Juntamente a isto, remanesce a definição da obrigação do dever de cuidado e vigilância. Aos pais é incumbida a guarda dos filhos menores, independentemente de sua situação conjugal, visto que sua vulnerabilidade os impossibilita de responder por si só por seus atos. Assim, cabe aos pais manter vigilância sobre seus filhos, em qualquer situação, sendo que a negligência é punida pelo Direito.

Em outras palavras, se os filhos menores causam danos a terceiros, estes devem ser reparados pelos pais ou responsáveis legais, na medida em que o dano decorreu, indiretamente, da falta de cuidado dos pais com seus filhos. É o caso do filho que quebra algo de outrem ou quando comete um ilícito, como bullying na escola. Frise-se, porém, que está sendo tratada a responsabilidade cível dos pais, ou seja, de reparação pecuniária, afinal no que tange à esfera penal, a pena decorrente do ilícito jamais transpassa o infrator.

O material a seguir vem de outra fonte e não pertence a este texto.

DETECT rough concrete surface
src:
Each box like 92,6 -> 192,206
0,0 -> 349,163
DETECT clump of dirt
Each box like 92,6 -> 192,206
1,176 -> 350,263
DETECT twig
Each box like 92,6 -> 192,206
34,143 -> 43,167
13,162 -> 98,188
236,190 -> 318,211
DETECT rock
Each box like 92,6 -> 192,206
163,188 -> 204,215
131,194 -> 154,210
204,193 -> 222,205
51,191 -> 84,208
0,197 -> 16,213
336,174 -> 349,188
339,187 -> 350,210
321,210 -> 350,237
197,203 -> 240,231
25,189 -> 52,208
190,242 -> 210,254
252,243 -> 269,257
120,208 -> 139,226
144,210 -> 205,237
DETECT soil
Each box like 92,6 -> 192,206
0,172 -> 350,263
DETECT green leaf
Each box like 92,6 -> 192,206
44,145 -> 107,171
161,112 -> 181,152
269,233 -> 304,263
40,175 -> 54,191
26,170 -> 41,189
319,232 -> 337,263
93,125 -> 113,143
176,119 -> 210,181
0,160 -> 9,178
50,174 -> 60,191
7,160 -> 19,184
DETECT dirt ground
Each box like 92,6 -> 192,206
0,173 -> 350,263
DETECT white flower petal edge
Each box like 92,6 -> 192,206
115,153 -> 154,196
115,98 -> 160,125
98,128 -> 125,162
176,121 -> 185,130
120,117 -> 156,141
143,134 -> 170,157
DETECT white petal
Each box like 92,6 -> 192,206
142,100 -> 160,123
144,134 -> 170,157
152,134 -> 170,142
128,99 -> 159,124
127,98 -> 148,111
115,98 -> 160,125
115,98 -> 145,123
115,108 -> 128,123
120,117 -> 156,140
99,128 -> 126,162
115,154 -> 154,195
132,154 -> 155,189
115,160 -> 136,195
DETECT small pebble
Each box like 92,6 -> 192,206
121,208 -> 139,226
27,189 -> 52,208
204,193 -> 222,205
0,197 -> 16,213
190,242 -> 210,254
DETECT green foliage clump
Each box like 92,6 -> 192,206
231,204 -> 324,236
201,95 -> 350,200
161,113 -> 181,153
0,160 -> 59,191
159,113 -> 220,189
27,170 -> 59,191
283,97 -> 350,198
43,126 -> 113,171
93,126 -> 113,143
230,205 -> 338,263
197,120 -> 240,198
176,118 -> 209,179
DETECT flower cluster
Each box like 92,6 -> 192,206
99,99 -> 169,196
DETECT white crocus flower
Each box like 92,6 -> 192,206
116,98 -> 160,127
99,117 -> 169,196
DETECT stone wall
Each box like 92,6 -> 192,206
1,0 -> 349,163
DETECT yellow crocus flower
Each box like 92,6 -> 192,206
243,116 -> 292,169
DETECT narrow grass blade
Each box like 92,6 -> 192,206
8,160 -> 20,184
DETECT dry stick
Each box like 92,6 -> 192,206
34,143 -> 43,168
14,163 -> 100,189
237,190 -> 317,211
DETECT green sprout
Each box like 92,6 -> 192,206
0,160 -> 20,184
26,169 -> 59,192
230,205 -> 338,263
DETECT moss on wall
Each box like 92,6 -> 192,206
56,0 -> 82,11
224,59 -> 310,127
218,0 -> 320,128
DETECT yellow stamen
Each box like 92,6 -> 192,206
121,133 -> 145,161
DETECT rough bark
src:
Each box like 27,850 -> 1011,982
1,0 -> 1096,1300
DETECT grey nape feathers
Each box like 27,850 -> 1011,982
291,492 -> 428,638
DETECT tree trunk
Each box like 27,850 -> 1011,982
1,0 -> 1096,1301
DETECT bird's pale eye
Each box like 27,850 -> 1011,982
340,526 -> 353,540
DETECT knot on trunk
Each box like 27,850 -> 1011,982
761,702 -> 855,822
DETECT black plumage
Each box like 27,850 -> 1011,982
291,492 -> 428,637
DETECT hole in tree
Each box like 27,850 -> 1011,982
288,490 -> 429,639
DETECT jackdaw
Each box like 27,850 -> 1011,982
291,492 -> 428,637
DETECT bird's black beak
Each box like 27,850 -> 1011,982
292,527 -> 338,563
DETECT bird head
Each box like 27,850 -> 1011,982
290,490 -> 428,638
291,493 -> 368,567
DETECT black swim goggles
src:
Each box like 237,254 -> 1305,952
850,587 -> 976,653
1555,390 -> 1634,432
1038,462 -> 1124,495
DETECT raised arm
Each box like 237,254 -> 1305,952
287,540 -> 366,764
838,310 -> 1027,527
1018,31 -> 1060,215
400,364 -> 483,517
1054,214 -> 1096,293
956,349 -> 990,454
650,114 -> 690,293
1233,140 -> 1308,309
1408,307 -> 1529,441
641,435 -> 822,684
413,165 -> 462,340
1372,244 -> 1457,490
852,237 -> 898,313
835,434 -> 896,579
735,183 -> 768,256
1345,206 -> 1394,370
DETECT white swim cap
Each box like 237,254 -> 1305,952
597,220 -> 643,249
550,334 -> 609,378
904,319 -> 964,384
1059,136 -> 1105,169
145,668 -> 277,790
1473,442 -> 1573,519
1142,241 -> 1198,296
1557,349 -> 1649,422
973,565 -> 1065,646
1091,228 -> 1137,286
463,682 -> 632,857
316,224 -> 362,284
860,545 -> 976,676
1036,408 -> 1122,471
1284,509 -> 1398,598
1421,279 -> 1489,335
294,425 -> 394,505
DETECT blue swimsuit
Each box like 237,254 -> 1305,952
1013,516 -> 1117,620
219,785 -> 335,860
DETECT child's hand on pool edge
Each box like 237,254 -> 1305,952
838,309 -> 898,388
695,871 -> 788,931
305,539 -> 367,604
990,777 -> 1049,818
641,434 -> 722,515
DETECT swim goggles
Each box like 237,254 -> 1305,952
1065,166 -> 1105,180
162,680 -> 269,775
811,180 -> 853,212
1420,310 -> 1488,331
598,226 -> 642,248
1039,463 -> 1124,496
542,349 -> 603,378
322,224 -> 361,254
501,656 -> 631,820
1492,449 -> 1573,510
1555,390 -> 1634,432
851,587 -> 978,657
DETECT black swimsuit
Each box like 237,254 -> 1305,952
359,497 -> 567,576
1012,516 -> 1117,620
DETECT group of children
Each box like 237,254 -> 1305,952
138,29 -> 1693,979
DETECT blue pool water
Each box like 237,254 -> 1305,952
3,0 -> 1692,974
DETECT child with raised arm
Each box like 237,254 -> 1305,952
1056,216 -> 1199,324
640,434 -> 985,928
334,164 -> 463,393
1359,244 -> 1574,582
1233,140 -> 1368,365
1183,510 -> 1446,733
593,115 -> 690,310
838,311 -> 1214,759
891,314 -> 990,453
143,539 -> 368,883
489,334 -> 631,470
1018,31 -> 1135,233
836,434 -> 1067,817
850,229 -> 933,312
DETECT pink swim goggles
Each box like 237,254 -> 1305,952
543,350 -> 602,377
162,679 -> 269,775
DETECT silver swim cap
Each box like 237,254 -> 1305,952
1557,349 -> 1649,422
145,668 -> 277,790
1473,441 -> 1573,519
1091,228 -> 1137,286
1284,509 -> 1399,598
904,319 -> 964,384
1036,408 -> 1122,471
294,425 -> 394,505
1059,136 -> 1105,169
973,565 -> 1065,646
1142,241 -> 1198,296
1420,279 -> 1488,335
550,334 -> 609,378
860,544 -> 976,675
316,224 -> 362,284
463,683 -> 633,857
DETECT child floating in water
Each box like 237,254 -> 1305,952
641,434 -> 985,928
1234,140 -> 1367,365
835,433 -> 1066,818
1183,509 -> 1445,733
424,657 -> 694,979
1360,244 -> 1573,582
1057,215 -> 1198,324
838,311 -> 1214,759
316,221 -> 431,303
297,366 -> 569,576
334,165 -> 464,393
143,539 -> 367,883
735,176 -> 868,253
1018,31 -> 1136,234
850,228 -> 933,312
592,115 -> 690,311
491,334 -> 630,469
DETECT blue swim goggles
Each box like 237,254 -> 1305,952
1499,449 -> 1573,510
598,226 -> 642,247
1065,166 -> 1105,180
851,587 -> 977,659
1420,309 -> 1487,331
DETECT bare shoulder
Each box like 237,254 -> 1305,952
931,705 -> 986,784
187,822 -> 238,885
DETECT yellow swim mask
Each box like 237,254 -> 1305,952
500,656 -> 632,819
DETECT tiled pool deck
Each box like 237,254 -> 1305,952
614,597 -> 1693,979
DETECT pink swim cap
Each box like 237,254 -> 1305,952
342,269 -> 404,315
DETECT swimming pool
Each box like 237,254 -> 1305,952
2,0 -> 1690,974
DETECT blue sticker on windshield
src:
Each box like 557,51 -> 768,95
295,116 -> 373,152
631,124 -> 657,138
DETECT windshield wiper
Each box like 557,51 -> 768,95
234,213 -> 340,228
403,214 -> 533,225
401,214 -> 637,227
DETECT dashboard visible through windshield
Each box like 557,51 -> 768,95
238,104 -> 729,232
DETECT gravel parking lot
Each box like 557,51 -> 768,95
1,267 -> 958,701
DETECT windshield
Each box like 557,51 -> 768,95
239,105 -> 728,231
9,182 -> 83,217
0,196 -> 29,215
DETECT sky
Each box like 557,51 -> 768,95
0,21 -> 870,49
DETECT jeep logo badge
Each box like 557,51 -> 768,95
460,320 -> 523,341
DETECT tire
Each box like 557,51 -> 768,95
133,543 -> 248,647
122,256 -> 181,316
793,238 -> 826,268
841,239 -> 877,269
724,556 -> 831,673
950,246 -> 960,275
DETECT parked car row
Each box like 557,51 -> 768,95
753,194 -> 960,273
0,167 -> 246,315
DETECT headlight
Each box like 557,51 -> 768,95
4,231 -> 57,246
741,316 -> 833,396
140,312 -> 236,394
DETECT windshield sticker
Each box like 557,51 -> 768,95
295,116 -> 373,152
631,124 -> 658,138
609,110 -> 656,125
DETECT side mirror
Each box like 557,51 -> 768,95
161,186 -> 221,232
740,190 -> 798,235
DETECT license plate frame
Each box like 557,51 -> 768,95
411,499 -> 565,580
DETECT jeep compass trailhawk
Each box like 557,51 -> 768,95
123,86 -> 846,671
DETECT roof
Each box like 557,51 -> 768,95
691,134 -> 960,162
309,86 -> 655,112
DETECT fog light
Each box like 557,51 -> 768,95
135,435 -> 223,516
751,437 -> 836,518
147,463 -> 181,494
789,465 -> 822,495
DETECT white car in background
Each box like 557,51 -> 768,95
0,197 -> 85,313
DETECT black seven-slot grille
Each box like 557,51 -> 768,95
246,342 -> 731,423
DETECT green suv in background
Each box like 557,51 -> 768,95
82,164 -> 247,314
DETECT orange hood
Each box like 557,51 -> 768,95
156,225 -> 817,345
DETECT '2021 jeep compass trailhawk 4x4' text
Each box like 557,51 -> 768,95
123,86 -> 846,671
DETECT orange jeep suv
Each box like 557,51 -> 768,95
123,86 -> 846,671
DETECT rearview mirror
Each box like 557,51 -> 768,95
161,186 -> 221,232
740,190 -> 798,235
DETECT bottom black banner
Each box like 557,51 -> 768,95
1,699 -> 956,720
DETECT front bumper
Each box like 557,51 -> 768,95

Se, por outro lado, o filho sofre algum dano, por algum acidente que decorre da falta de cuidado dos pais, estes também são responsáveis, por negligência, como ocorreu na semana passada com a criança que veio a óbito no Carnaval. No entanto, a responsabilidade dos pais não isenta a responsabilidade de terceiros, quando estes faltam com o dever de cuidado, também devido em qualquer atividade realizada. Podem ser responsabilidades cumuladas e não exclusiva.

No entanto, um ponto crucial, na prática, é que é humanamente impossível ser vigilante 24h, 7 dias por semana. Há necessidade de trocar de guarda, com certa regularidade. Daí porque a responsabilidade deve ser compartilhada entre os pais, quando possível, pois embora se espere uma mãe sacrossanta, ela continua humana, dependendo de uma rede de apoio, não só do genitor, mas de todos que a cerquem. Aliás, a Constituição impõe o dever de cuidado com os menores a toda sociedade, na garantia de sua dignidade, pois pertencemos a mesma tribo e deveria haver mútuo cuidado entre todos, e em especial com os mais vulneráveis.